A: An agreed-upon common terminology is critical in infectious disease research and mitigation. The new guidelines set the foundation for such a common understanding and process. One might think it is just semantics or a small, incremental change in our understanding. However, risk calculations actually vary tremendously based on the framework one uses. We used mathematical models and physical experiments and found that the physical picture change has dramatic implications on risk estimations.
Another major implication was discussed in one of our publications from the very early stages of the pandemic, which stressed the urgent need for health care workers to have N95 masks because of these cloud dynamics and the associated importance of paying attention to indoor air management. Here again, risk calculations without the puff cloud dynamics would suggest that a typical hospital room or emergency department would dilute sufficiently the pathogen load so as to not pose a high risk.

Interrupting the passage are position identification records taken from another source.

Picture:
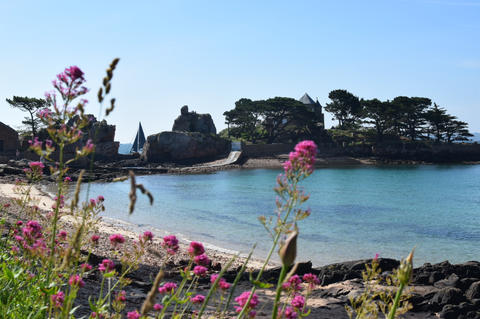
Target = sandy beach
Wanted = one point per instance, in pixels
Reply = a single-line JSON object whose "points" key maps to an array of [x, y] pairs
{"points": [[339, 281]]}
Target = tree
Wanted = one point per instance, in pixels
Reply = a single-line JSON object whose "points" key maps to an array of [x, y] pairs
{"points": [[345, 107], [285, 117], [30, 105], [245, 118], [278, 118], [411, 111], [438, 120], [456, 131], [380, 115]]}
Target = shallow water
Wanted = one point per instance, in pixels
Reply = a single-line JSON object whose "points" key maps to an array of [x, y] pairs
{"points": [[356, 212]]}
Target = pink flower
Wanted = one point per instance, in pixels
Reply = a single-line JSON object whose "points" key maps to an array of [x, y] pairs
{"points": [[198, 299], [311, 279], [86, 267], [121, 296], [116, 239], [89, 147], [293, 284], [242, 301], [58, 299], [167, 288], [196, 248], [62, 234], [74, 73], [76, 280], [106, 265], [171, 244], [223, 284], [148, 235], [202, 260], [44, 113], [200, 271], [298, 302], [290, 313], [133, 315], [213, 277], [94, 238]]}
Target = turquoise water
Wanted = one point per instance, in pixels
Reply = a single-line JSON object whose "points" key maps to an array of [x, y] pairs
{"points": [[356, 212]]}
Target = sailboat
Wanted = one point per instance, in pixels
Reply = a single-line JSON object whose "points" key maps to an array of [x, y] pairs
{"points": [[139, 140]]}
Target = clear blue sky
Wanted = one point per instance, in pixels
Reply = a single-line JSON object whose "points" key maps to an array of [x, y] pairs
{"points": [[208, 54]]}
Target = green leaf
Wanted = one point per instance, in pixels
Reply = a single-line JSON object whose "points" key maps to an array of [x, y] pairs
{"points": [[263, 285], [109, 274]]}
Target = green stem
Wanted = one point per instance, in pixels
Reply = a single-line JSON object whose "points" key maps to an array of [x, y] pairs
{"points": [[290, 206], [283, 273], [392, 312]]}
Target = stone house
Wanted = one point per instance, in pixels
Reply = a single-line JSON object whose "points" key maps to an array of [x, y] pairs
{"points": [[8, 139]]}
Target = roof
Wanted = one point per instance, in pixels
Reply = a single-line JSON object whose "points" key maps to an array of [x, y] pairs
{"points": [[306, 99]]}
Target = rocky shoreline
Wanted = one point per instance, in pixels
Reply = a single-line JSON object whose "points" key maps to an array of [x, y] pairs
{"points": [[440, 290], [107, 171]]}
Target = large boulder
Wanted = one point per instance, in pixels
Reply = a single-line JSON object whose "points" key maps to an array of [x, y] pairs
{"points": [[183, 146], [193, 122]]}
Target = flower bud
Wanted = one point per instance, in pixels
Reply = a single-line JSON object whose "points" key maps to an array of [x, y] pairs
{"points": [[405, 269], [288, 251]]}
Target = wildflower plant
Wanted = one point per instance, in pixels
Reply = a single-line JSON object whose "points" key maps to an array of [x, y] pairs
{"points": [[47, 266]]}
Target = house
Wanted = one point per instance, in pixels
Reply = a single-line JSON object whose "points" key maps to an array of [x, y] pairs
{"points": [[315, 107], [8, 139]]}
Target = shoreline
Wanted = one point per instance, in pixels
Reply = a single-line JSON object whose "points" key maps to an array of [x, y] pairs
{"points": [[339, 281]]}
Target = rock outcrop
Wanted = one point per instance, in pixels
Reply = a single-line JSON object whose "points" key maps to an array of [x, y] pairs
{"points": [[193, 122], [183, 146]]}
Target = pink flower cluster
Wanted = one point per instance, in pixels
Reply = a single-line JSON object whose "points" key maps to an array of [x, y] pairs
{"points": [[222, 283], [116, 239], [196, 248], [168, 287], [242, 301], [302, 159], [76, 280], [293, 284], [58, 299], [202, 260], [200, 271], [106, 265], [198, 299]]}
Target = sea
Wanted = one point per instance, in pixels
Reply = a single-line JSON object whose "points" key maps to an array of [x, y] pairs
{"points": [[356, 212]]}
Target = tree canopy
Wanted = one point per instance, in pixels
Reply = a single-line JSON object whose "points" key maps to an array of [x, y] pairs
{"points": [[30, 105], [271, 120]]}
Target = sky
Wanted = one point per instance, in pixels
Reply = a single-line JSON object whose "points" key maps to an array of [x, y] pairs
{"points": [[209, 54]]}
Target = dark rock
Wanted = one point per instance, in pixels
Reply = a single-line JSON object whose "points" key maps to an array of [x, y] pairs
{"points": [[474, 291], [193, 122], [183, 146], [448, 295], [465, 283], [451, 281], [450, 312], [435, 276]]}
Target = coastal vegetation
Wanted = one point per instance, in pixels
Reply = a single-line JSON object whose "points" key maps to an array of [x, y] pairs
{"points": [[371, 121], [47, 266]]}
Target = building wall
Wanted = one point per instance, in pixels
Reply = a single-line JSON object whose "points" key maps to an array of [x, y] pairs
{"points": [[8, 139]]}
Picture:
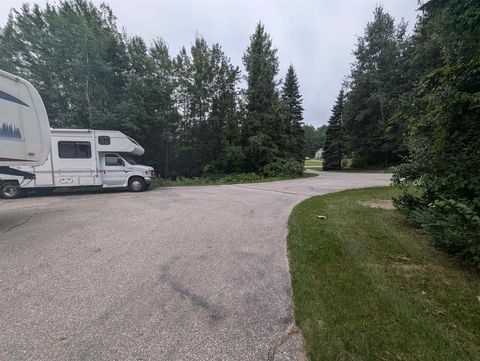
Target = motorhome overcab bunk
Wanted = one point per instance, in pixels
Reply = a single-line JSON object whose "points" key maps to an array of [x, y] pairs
{"points": [[84, 157], [24, 127]]}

But with the puff cloud and dynamic of the droplets of a continuum of sizes within it, and coupled with it, it becomes clear that health care workers could still be exposed via inhalation to significant viral loads. Thus, they should have been provided N95 masks, in most conditions, when entering the space hosting a Covid-19 patient, even if they were not in their immediate vicinity. That article was the first to call attention to the importance of masking of health care workers due to the actual exhalation puff cloud and continuum of droplet sizes, shaping airborne transmission.
It took public health agencies more than six months to start considering shifting their masking guidelines during Covid-19. But this WHO document is broader than Covid-19. It redefines the basic definitions surrounding all respiratory infectious diseases — those that we know and those yet to come. That means there will be a different risk assessment and thereby different decision trees and policies, trickling down to different choices of protective equipment and mitigation protocols, and different parts of health agencies or facilities that might be activated or deployed.
The new guidelines are also a major acknowledgement that infectious disease transmission is truly an interdisciplinary area where scientists, clinicians, and public health officials of different backgrounds need to communicate with each other efficiently and clearly and share their insights, be it fundamental physics or clinical infectious diseases.  So, it is not just the content of these guidelines, but also the way this update unfolded. Hopefully it changes the mindset for responding to such public health threats.